Energiewende sparte Energieverbrauchern im Jahr 2013 insgesamt über 11 Mrd. Euro

Energiewende sparte Energieverbrauchern im Jahr 2013 insgesamt über 11 Mrd. Euro

Die Friedrich-Alexander Universität Nürnberg kommt in einer aktuellen Studie zu dem Schluss, dass die Energiewende, entgegen vielfacher Behauptungen, den Verbrauchern am Ende Geld spart.

In der Studie heißt es:

"In den Jahren 2010 bis 2013 stieg der Anteil der Stromerzeugung aus Erneuerbaren Energien von ca. 17 auf 24%. Für diesen Anteil fallen gegenüber konventioneller Erzeugung wesentlich erhöhte Stromerzeugungskosten an, die über die EEG-Umlage auf die Endverbraucher umgelegt werden. In der öffentlichen Diskussion wird bei der Wertung dieser Kosten allerdings vielfach nicht beachtet, dass der rasante Anstieg des Anteils Erneuerbarer Energien zu einem Überangebot an Strom und daher zu sinkenden Strompreisen insgesamt führte. Durch das Überangebot wurde der Trend der in den Jahren 2000 bis 2008 stark steigenden Strompreise an den Europäischen Strommärkten gebrochen.

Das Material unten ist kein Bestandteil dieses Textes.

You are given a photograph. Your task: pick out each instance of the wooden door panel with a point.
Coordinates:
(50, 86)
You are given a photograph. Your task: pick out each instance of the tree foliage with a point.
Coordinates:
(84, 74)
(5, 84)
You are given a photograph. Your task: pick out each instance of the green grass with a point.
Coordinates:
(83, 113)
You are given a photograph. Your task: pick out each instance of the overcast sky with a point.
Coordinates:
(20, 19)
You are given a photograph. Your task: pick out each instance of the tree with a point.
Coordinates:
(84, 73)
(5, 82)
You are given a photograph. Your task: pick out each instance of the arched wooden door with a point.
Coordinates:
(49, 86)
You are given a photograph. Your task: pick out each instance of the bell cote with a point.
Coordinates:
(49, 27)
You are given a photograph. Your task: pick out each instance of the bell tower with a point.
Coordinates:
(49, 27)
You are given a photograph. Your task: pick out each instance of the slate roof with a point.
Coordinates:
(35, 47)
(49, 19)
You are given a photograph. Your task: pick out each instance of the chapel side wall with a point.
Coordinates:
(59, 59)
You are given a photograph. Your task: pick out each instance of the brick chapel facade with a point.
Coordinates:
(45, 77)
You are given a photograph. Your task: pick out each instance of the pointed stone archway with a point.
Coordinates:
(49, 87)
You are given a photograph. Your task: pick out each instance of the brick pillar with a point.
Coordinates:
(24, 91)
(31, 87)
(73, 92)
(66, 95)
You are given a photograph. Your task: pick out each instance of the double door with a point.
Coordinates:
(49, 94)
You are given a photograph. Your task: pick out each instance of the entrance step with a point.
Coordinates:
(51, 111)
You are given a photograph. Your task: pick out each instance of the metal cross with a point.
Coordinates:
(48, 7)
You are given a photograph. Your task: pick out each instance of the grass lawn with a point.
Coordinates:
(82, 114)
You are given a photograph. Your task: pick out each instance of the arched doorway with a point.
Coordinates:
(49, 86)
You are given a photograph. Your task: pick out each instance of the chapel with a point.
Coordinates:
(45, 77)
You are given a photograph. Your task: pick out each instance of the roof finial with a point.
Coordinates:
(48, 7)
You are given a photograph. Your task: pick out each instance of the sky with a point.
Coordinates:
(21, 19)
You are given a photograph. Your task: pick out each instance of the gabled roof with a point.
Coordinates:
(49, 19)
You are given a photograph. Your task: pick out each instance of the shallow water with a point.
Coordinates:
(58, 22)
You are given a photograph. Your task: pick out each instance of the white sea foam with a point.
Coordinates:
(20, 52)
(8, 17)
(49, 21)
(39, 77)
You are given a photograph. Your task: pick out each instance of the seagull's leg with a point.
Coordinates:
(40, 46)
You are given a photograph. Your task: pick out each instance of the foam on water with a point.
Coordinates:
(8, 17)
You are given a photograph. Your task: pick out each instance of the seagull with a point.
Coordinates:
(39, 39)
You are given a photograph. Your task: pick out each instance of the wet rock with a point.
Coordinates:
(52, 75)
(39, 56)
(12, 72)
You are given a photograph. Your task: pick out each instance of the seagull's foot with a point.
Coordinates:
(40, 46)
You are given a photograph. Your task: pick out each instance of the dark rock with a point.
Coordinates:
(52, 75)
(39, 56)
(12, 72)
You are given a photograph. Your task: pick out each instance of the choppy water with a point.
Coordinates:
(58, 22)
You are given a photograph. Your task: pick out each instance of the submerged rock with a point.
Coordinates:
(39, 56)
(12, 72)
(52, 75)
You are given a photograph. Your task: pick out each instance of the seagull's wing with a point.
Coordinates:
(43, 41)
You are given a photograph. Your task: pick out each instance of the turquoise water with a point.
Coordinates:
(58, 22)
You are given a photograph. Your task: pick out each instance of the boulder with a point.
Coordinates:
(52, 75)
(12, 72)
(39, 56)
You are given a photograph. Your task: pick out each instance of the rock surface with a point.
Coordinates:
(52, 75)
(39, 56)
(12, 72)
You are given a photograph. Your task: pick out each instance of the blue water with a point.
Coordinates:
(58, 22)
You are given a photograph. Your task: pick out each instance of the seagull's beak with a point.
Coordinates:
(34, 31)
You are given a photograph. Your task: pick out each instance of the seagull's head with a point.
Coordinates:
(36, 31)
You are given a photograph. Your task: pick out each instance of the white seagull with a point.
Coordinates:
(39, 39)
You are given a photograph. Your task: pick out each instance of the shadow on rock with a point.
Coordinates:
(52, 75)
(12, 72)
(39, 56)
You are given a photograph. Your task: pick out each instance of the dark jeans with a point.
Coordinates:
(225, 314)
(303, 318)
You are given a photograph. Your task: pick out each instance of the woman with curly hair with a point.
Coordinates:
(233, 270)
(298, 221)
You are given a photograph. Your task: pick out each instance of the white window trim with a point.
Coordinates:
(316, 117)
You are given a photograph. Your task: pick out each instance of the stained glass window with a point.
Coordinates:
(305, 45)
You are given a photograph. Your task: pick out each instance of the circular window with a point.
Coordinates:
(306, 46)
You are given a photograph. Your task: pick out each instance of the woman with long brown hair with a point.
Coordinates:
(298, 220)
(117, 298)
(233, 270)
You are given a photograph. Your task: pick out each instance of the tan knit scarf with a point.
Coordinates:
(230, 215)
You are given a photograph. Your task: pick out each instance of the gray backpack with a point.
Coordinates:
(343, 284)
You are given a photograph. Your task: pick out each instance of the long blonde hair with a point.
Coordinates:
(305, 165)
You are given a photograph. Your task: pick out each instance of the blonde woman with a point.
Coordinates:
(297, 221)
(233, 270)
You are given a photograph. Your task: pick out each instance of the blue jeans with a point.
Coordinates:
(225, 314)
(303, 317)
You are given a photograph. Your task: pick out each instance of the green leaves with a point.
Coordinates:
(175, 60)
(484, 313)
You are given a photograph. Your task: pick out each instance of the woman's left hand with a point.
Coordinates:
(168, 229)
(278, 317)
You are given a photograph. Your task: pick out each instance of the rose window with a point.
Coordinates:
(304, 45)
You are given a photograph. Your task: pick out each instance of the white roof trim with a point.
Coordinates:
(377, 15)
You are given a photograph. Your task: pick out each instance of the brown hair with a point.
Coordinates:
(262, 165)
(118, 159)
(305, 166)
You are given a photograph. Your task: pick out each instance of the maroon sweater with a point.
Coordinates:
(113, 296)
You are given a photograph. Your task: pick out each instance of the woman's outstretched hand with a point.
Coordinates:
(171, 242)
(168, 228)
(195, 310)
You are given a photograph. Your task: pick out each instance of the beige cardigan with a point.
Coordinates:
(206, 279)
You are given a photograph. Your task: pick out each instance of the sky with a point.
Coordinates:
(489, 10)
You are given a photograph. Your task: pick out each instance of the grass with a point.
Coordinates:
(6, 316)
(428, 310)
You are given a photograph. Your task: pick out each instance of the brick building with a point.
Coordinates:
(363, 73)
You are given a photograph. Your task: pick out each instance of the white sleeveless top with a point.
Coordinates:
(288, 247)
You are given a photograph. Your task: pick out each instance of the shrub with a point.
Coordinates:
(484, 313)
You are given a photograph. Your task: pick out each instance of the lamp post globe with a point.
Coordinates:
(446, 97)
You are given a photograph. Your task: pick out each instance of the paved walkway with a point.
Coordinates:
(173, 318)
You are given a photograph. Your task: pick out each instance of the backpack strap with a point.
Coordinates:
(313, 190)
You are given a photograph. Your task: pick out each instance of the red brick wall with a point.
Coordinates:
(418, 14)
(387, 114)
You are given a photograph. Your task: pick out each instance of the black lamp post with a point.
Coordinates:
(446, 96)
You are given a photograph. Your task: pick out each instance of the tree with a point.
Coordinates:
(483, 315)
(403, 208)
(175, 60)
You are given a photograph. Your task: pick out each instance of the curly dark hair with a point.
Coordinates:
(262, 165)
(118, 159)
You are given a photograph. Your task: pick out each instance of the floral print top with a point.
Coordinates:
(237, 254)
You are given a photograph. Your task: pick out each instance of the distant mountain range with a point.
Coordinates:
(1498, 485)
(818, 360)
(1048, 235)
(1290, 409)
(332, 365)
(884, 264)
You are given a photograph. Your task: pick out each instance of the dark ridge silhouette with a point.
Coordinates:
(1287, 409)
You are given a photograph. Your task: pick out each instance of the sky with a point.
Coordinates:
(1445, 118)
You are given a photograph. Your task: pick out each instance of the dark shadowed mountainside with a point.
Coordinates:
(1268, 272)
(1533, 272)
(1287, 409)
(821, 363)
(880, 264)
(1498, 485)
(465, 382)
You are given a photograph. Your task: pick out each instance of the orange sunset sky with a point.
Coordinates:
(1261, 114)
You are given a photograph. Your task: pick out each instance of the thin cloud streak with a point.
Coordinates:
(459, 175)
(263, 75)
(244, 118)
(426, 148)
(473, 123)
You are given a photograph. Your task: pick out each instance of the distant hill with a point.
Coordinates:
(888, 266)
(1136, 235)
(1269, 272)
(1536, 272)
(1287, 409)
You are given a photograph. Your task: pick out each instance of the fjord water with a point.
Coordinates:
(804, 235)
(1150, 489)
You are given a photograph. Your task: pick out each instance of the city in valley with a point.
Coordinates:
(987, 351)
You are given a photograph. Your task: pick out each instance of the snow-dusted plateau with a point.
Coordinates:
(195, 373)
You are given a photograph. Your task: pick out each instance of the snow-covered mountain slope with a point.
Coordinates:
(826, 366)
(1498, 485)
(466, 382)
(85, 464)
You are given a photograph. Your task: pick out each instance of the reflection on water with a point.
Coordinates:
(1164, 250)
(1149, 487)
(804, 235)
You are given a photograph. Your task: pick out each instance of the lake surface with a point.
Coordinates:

Ziel dieses Diskussionspapiers ist es, auf Grundlage historischer Preisdaten des Spotmarktes der Leipziger Strombörse zu rekonstruieren, welche Preise sich an der Strombörse in den Jahren 2011 bis 2013 ohne die Einspeisung aus Wind und Photovoltaik eingestellt hätten.

Die Analyse zeigt, dass sich im „Day-Ahead"-Handel des Spotmarktes die Strompreise ohne Wind und Sonne beispielsweise für das Jahr 2013 aufgrund des erheblich geringeren Stromangebots im Mittel um 5,29 ct/kWh erhöht hätten. Den Kosten der EEG-Umlage von ca. 20,4 Mrd. Euro stehen also in 2013 Einsparungen für konventionell erzeugten Strom von ca. 31,6 Mrd. Euro gegenüber. Dies sparte für die deutschen Letztverbraucher 2013 insgesamt ca. 11,2 Mrd. Euro ein."